A professora Janna, sentando-se ao lado do filho, perguntou suavemente.
“Russell, quando você teve sua febre antes da humanização definitiva, aconteceu algo de diferente?”
“Diferente?”
“Por exemplo… seus feromônios se comportaram de uma forma estranha? Você não se lembra, não é?”
“…Ficou muito mais fácil controlar meus feromônios.”
“De repente?”
“Hmm, sim. Antes era muito difícil. Então, do nada, ficou fácil. E eu virei humano.”
A Professora Janna, ao recolher essa informação inesperada, coçou o queixo. Então, através do ataque de febre, o corpo se adaptava aos feromônios. E depois, o homem-besta se humanizava.
Normalmente, os feromônios só se tornavam controláveis mais tarde na vida, com a pessoa já estando humanizada desde bebê. Mas, quando a humanização é retrasada, como no caso de Russell e Vivi, os feromônios vem primeiro.
Só então a Professora Janna deduziu porque a humanização de Vivi foi tão mais tardia do que a de Russell. Era difícil controlar feromônios de cura tão poderosos com um corpo herbívoro.
“Hmm…”
Obviamente, Vivi era incapaz de curar seus próprios ferimentos no dia em que ela a encontrou no território das lebres, pois tinha um pequeno corte na mão, o qual não se curou.
Se o próprio corpo tinha se curado por conta própria, queria dizer que os feromônios estavam totalmente estabilizados e adaptados, mais do que antes.
Isso queria dizer que a humanização definitiva ocorreria a qualquer momento.
***
Depois do pôr-do-sol, o céu que podia ser visto pela janela do gabinete estava escurecendo com uma cor sombria.
Sentado em sua mesa, Ahin trabalhava com tanta dedicação que era difícil de acreditar que, até aquela manhã, ele tinha estado acamado.
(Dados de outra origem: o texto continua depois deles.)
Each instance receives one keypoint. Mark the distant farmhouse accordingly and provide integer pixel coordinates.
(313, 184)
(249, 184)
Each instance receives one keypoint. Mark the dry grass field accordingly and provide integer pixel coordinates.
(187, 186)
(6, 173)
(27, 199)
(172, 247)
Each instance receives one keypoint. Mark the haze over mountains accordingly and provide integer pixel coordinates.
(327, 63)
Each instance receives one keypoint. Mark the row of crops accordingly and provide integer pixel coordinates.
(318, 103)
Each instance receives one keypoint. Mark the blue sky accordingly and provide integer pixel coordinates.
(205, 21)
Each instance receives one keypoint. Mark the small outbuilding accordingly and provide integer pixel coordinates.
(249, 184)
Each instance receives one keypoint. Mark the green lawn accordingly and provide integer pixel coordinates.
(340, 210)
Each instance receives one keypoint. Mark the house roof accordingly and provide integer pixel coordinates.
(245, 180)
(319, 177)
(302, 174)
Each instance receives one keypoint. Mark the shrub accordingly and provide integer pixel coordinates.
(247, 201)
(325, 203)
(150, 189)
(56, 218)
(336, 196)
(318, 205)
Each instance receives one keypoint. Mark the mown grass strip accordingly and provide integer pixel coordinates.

Além disso, sua capacidade de processar documentos estava duas vezes mais rápida do que antes.
Os três ajudantes, encarando seu mestre, que hoje se mostrava sincero e trabalhador, começaram a tremer.
“Podem ir.”
Ahin sacudiu a mão como se afastasse um cachorro.
“Estão liberados.”
Eles arrumaram suas coisas na velocidade da luz. Ahin observou eles desaparecendo em fila indiana e voltou a se focar na pilha de papéis. O tempo estava passando devagar.
Ele olhou para o lado, onde havia um quadro de uma coelha com roupas de general, escalando majestosamente uma pantera negra. Esfregando os olhos e se sentindo cansado de repente, Ahin decidiu se levantar.
Enquanto isso, Evelyn, que estava a caminho do gabinete, escutou.
“Senhor Evelyn… nos ajude!!”
Ele teve que ouvir as queixas dos três ajudantes, que tinham acabado de sair dali. Ahin estava tão normal que eles estavam morrendo de medo. Eles falaram por mais de 30 minutos.
Evelyn, se sentindo preocupado com o Lorde, estava usando um diadema com orelhas de coelho, para desempenhar seu papel de secretário competente.
Todos os criados que o viam se sentiam constrangidos, corando e desviando o olhar. Mas depois de se acostumarem, até que o acharam uma graça.
“Por que está com esse lixo na cabeça?”
Dizendo isso, Ahin começou a caminhar para o seu quarto, lançando um olhar atravessado. Mas ao ver que ele estava sorrindo um pouco com o canto da boca, Evelyn percebeu que seus esforços não tinham falhado, afinal.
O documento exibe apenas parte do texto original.